Technology: servant or master of the online teacher ?

Library Trends, Summer, 2001 by Ransford C. Pyle, Charles D. Dziuban

ABSTRACT

TECHNOLOGICAL ADVANCES ON THE INTERNET and the World Wide Web have tended to drive online pedagogy. It is time to reverse this relationship and make the needs of teaching and learning take priority. The authors propose three different formats for utilizing the Web in online and classroom instruction. These formats were developed in a program for undergraduate legal studies dealing with three levels of learning: Introductory, skills, and seminars.

INTRODUCTION

One of the dangers of recent advances in instructional technology is that instruction and instructors are often driven by technology rather than having technology serving the needs of instruction. Two causes for this inversion are apparent. First, instructors are discovering new ways to communicate with students and often are more excited by the vehicle than what it communicates. Second, each new tool requires an investment in learning and time to assess its effectiveness. Teaching on the World Wide Web is so new that most instructors are engaged in the learning phase, something that may never end, and very few have seriously addressed the assessment problem.

The comments that follow are based on three years experience in different forms of instruction using the Web in undergraduate legal studies courses. When I began, my institution, the University of Central Florida, had no official Web-based course; we now have dozens and are planning many more. When I began, most web-authoring tools were crude and awkward; it was easier to learn HTML code than to use the authoring software. The teaching formats I developed were a natural product of what I learned to do and what I thought would be effective. I found myself using three basic formats and only gradually began to analyze how I came to develop these and assess their appropriateness and effectiveness.
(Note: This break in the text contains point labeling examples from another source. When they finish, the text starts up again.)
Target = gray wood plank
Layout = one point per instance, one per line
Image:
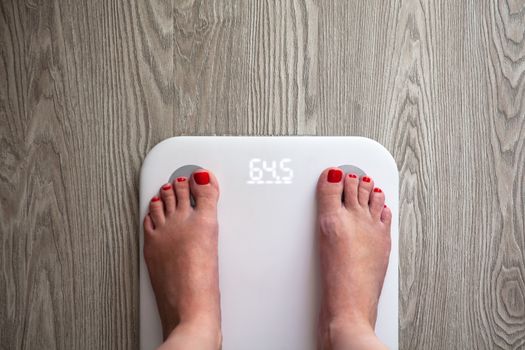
(89, 87)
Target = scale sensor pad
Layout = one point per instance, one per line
(268, 260)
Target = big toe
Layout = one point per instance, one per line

Three formats are presented here for online teaching/learning. The formats are based on progressive levels of learning within a specific discipline, namely, foundation (primarily content), skills (analytical), and practice (applying content and analysis). Any course might well combine all three levels, but we hope that a student who begins as a novice will follow steps toward some level of mastery in the field, and the approaches to teaching at different steps is likely to be the most effective method. Online course may use quite different formats or styles for different levels. Finally, this paper provides some example of Web use illustrating, in particular, the application stage, which uses the Web as an enabling or preparation tool as an adjunct to a classroom course.

ANALYZING COURSE OBJECTIVES

The goal here is to address pedagogical concerns rather than either administrative goals or technological problems. This may not seem practical since courses require institutional support, but at least one format, what I call `web-enabled' or web-enhanced, merely requires effort from the instructor, albeit that effort at times seems overwhelming. Practically speaking, institutions would prefer a technological `cookie-cutter' or `one-size-fits-all' solution to distance education. My answer to that desire is that it is simply premature at this point in our understanding of online teaching and learning. We must also be wary of the natural desire of instructors to enter online teaching quickly and efficiently. Veteran teachers must recognize that `teaching online in six easy lessons' is a sham. It is not my purpose, however, to reiterate the need for institutional and technical support, the exorbitant amount of time needed to set up and maintain an online course, the dangers for tenure-seeking assistant professors in committing time to online teaching rather than research and publication.

I am concerned with the more fundamental problem of teaching and learning. In particular, I focus on a standard, three-hour, semester course taught at a university, specifically for advanced undergraduates (juniors and seniors).

STUDENT MOTIVATION

My students reflect the well-noted trend (1) in American higher education toward decreasing motivation among students. They maximize their efforts by minimizing their work, always aimed at tests and grades. This is nothing new, of course, what is new is the loss of a culture of learning in which learning is an end in itself in addition to its immediate practical functions? The culture of learning also accorded instructors a high degree of respect and trust that encouraged instructors to lead and students to follow. The factors that have caused the decline in the culture of learning are too diverse and complex to address here, even if I were confident that I understood them. Suffice it to say that teachers rarely motivate students who are antagonistic to the learning process and only occasionally motivate students who are simply complacent in their ignorance. The World Wide Web offers an opportunity to trick students into learning by using the novelty and stimulation of the computer and monitor, their visuality and interactivity to create a learning environment divorced from the perceived tedium of the classroom lecture.